The Lord’s Prayer as Discipleship Building Blocks

This past Sunday Nick began his sermon pointing out that God works when His people pray. Looking at the disciples in Acts 1 and 2 we see 120 people gathered praying before the Holy Spirit descended and they went out and miraculously proclaimed the Gospel, Peter preached, and they baptized 3,000 people. 
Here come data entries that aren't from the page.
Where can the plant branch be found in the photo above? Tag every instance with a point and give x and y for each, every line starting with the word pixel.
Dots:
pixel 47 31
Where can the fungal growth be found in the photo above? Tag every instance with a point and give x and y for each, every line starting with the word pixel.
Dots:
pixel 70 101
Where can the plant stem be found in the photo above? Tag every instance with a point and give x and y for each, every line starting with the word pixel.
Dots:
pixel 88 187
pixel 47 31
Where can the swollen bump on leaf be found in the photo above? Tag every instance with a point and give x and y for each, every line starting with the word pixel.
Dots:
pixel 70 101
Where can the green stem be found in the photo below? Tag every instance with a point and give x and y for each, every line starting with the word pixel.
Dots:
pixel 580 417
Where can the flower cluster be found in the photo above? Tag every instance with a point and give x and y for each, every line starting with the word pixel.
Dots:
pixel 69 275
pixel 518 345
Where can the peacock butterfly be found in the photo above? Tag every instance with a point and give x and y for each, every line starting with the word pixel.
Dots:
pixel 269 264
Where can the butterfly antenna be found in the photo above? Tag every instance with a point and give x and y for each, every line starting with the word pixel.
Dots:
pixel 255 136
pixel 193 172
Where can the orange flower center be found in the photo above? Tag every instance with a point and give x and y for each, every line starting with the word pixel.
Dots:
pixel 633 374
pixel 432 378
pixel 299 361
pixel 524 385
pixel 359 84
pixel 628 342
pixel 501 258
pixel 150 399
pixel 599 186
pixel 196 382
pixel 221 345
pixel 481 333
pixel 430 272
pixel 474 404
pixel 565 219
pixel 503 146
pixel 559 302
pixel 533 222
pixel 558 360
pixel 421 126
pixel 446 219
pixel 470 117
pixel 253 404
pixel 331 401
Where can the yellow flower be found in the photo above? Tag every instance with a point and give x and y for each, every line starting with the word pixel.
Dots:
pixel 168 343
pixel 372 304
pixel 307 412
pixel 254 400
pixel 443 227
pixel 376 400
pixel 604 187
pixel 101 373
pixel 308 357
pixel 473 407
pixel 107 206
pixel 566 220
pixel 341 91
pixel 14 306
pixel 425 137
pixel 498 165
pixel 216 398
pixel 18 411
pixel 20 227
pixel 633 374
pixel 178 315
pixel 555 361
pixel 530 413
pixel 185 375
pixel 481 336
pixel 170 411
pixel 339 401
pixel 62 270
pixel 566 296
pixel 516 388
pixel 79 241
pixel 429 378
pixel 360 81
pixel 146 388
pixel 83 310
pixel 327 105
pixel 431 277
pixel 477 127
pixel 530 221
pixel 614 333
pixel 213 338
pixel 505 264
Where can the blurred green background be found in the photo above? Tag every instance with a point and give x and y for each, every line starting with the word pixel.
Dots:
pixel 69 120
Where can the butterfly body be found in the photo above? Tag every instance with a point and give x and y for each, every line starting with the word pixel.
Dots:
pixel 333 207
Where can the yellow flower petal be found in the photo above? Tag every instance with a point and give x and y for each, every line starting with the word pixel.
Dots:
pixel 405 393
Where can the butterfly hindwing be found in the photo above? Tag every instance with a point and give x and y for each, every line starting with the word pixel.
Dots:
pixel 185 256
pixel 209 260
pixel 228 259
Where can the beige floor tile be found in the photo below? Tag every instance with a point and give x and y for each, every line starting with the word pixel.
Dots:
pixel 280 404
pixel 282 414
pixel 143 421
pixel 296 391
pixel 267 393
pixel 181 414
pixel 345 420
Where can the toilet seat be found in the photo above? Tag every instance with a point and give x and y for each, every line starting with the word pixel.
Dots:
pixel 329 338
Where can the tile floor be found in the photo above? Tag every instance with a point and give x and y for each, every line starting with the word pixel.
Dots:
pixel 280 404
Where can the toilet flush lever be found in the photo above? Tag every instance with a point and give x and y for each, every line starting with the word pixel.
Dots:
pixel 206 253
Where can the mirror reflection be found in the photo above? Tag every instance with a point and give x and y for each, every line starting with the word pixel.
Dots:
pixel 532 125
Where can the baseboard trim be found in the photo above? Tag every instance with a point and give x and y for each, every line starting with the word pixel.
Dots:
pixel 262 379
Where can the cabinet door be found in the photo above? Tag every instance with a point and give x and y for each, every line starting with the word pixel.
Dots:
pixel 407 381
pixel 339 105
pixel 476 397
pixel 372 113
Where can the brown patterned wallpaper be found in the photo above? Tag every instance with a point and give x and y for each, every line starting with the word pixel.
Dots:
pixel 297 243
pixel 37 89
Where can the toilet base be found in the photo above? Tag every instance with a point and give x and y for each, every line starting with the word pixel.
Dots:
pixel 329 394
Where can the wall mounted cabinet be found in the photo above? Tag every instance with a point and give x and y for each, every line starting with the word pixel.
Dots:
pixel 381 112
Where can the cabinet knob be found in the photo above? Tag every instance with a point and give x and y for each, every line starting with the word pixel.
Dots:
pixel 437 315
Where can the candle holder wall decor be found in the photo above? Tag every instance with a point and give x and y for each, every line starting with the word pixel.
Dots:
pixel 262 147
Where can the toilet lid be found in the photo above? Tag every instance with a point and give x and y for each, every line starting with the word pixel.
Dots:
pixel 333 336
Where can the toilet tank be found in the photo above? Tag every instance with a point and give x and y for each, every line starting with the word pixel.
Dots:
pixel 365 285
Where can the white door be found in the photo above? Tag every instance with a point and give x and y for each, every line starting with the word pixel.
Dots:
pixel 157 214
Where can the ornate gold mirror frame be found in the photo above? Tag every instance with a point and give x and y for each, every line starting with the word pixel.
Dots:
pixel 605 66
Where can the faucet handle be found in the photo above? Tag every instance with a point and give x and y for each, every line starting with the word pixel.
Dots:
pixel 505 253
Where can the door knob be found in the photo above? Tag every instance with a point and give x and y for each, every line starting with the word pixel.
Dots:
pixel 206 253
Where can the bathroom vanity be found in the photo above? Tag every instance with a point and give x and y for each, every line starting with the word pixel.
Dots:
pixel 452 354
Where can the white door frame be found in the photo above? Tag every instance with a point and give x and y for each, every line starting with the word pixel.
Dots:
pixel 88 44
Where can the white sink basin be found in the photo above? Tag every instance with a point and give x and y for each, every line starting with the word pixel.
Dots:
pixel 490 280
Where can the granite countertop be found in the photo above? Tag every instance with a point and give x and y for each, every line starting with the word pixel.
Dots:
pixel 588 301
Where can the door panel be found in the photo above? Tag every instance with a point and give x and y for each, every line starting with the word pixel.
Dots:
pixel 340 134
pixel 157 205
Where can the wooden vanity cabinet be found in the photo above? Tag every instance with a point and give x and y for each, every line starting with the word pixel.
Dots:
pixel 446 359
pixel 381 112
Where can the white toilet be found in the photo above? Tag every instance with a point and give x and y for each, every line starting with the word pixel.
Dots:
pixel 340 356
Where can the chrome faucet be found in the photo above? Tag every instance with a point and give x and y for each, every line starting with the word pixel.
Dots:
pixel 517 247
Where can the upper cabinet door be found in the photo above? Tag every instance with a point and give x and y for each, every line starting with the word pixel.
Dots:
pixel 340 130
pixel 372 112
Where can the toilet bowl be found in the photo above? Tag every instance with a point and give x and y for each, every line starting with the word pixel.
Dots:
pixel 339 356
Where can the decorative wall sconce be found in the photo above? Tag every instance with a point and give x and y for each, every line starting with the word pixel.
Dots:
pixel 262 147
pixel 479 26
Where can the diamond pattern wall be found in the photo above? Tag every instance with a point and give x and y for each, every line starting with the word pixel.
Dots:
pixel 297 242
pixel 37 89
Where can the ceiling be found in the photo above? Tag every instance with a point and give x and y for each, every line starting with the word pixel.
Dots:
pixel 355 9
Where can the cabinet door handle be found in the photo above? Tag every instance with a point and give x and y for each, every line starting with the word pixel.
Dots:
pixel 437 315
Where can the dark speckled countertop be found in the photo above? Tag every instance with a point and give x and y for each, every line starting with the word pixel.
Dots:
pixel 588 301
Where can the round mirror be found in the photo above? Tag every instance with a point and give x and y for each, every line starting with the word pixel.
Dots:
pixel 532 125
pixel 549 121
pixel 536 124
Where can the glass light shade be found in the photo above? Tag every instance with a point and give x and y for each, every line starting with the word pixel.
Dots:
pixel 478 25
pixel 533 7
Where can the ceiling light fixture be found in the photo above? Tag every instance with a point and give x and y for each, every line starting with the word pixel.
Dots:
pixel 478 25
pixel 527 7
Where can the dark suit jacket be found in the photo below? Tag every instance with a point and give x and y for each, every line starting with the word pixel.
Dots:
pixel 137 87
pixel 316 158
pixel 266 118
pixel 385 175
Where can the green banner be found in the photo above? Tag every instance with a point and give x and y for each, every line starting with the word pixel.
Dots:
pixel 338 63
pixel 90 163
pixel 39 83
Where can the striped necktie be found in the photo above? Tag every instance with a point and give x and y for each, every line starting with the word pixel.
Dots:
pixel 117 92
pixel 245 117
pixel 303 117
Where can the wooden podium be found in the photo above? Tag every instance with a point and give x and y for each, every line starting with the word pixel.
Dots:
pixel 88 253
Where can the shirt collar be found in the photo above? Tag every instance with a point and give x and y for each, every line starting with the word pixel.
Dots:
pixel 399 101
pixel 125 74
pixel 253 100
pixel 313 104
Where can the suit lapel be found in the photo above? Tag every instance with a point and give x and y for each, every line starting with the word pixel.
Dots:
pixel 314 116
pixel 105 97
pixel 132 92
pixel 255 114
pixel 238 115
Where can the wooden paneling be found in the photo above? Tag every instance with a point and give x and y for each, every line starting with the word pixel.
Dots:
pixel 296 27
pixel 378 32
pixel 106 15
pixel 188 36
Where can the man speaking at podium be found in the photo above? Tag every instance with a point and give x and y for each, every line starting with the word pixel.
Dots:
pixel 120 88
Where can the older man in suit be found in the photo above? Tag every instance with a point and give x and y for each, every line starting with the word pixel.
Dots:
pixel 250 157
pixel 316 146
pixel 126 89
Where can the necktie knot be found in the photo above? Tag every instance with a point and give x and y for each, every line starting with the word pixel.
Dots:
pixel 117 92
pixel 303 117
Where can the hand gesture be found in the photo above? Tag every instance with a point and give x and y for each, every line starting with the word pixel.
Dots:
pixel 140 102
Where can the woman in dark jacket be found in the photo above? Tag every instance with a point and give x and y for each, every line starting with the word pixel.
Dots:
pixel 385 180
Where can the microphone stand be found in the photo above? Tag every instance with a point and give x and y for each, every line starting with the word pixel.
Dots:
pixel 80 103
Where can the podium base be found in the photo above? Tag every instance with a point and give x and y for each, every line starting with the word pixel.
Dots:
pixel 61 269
Turning our attention to the Lord’s Prayer (Matthew 6:9-15), we see Jesus has given us a prayer example that has been revered as highly important in many ways through the millennia for the Christian Church. It functions as passages any believer should memorize and to be used as corporate liturgy, as a model for prayer structure and content, as an oath of fealty to the King of Kings, and even as an example of a prayer of salvation when a person is professing faith in Christ. 

Matthew 6:9–15 (ESV)
9 Pray then like this: “Our Father in heaven, hallowed be your name.
10 Your kingdom come, your will be done, on earth as it is in heaven.
11 Give us this day our daily bread,
12 and forgive us our debts, as we also have forgiven our debtors.
13 And lead us not into temptation, but deliver us from evil.
14 For if you forgive others their trespasses, your heavenly Father will also forgive you, 15 but if you do not forgive others their trespasses, neither will your Father forgive your trespasses.

I want to encourage you to look at the Lord’s Prayer through these lenses for your own personal study and discipleship if you haven’t engaged it in such ways before or recently. I also want to lay out another idea for understanding the Lord’s prayer, that the phrases it contains are elements that intentionally build on the ones that come before it.

Through these phrases Jesus is revealing a glimpse into the life of a disciple walking with God.

The first phrase “Our Father in heaven, hallowed be your name” (6:9) shows the glorious reality that God, who is revealed as holy and other (hallowed), desires to have a relationship with us like a loving Father. With that in mind, surrendering our will, wants, and desires for His doesn’t seem like a terrifying move, so we can say with peace in our hearts “Your kingdom come, your will be done, on earth as it is in heaven” (6:10). Then in living out that peace we can give up tomorrow’s worries (Matthew 6:33-34) and worldly fears and humbly say “Give us this day our daily bread” (6:11). With that clearer God centered, cruciform mindset, we will have the spiritual clarity and character needed to best see our own sins and seek reconciliation with God and with neighbor, saying “forgive us our debts, as we also have forgiven our debtors” (6:12). And all of this builds to v6:13 “And lead us not into temptation, but deliver us from evil,” which is a plea to be kept safe from sin and temptation, which so easily entangles us (Hebrews 12:1-2), through a willing surrender to God’s direction, like the end of King Jehoshaphat’s prayer when a massive army was coming against Judah, “We do not know what to do, but our eyes are on you” (2 Chronicles 20:12b).

Spend some time this week revisiting and meditating on the Lord’s Prayer, letting the instructive words of Jesus Christ draw you into a deeper relationship with the Father made possible through the redemption found in His sacrifice. May we as the church say “Your kingdom come, your will be done, on earth as it is in heaven.”